Top 10 unlikely high street investments by IT executives
The somewhat bizarre news emerged this week that Bill Gates owns about three per cent of sports retailer JJB Sports and five per cent of floorings specialist Carpetright.
Inevitably, this led me to wonder what unexpected UK high street investments might be appropriate for other top IT executives.
Here’s my unlikely top 10 – please add yours in a comment at the end, a prize of unlimited kudos to the best suggestion…
Steve Jobs – Burtons
The Apple chief executive must be in for a share of Burtons, the menswear chain – or at least, to own the black T-shirt section.
Larry Ellison – Millets
The yacht racing Oracle chief executive is bound to pop into Millets now and then for a new sou’wester and waterproof togs, so he’ll want enough shares to have his say at the AGM.
Jonathan Schwartz – Toni & Guy
With that ponytail, there’s only one place for the Sun Microsystems chief to make a beeline for.
Mark Hurd – Jobcentre Plus
Given the number of people the HP chief executive has put their way, he must be interested in part ownership.
Scott McNealy – Car Giant
What better than one of the UK’s biggest car showrooms for the Sun founder who named his sons Maverick, Dakota, Colt, and Scout.

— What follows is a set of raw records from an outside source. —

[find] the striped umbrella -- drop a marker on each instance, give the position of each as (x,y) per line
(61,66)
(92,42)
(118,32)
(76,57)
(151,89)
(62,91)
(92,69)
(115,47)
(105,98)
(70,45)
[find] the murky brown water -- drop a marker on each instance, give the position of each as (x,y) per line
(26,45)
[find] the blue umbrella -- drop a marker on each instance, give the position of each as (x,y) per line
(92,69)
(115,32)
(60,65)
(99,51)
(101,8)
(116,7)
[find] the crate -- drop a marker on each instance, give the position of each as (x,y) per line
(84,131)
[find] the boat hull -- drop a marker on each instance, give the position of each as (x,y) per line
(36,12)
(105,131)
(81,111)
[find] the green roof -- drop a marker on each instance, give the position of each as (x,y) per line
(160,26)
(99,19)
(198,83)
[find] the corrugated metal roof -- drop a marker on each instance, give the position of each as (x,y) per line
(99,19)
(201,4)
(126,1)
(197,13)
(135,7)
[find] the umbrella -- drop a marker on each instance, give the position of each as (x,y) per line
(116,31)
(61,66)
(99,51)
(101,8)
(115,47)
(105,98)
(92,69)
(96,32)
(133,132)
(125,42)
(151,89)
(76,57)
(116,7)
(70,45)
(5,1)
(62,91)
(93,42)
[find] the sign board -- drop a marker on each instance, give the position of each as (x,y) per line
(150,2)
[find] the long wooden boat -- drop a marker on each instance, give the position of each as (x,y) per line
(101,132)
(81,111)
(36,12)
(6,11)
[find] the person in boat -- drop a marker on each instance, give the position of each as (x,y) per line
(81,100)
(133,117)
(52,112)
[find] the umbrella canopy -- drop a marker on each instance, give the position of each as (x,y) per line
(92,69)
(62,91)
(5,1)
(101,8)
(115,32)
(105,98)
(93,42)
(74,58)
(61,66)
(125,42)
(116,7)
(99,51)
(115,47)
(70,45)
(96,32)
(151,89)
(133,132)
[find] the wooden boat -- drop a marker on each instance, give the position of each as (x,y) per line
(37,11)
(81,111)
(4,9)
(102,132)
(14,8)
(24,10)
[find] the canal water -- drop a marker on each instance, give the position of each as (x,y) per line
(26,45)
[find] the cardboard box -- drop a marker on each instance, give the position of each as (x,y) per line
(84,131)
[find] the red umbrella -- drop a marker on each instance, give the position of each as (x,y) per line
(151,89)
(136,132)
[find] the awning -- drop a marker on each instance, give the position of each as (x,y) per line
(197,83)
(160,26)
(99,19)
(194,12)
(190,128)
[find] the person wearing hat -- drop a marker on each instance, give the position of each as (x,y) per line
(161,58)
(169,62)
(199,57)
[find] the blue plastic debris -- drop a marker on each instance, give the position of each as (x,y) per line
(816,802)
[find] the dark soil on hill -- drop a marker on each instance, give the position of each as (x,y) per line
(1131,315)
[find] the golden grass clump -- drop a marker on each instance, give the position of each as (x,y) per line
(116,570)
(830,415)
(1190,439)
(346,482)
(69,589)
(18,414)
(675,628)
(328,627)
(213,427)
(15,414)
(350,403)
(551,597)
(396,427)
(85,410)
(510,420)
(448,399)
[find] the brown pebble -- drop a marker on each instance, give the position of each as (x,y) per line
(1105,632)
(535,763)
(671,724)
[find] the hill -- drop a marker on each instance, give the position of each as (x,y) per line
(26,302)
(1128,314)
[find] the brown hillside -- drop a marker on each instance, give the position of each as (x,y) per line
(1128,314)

Sam Palmisano – Sunglass Hut
Is the IBM chief executive ever spotted in public? It’s the shades; lets him walk un-noticed through crowds.
Michael Dell – John Lewis
He has to love anyone who names their store after themselves. Eponymous shareholdings only for the PC maker’s founder.
Eric Schmidt – British Library
What do you need all those books for? Once the Google chief is a shareholder, it’s digitisation all the way.
Steve Ballmer – Apple Store
Because you know that secretly the Microsoft chief executive uses an iPod…
John Suffolk – HSS Hire
Just in case the farm-owning UK government CIO runs out of equipment at ploughing / milking / harvest time.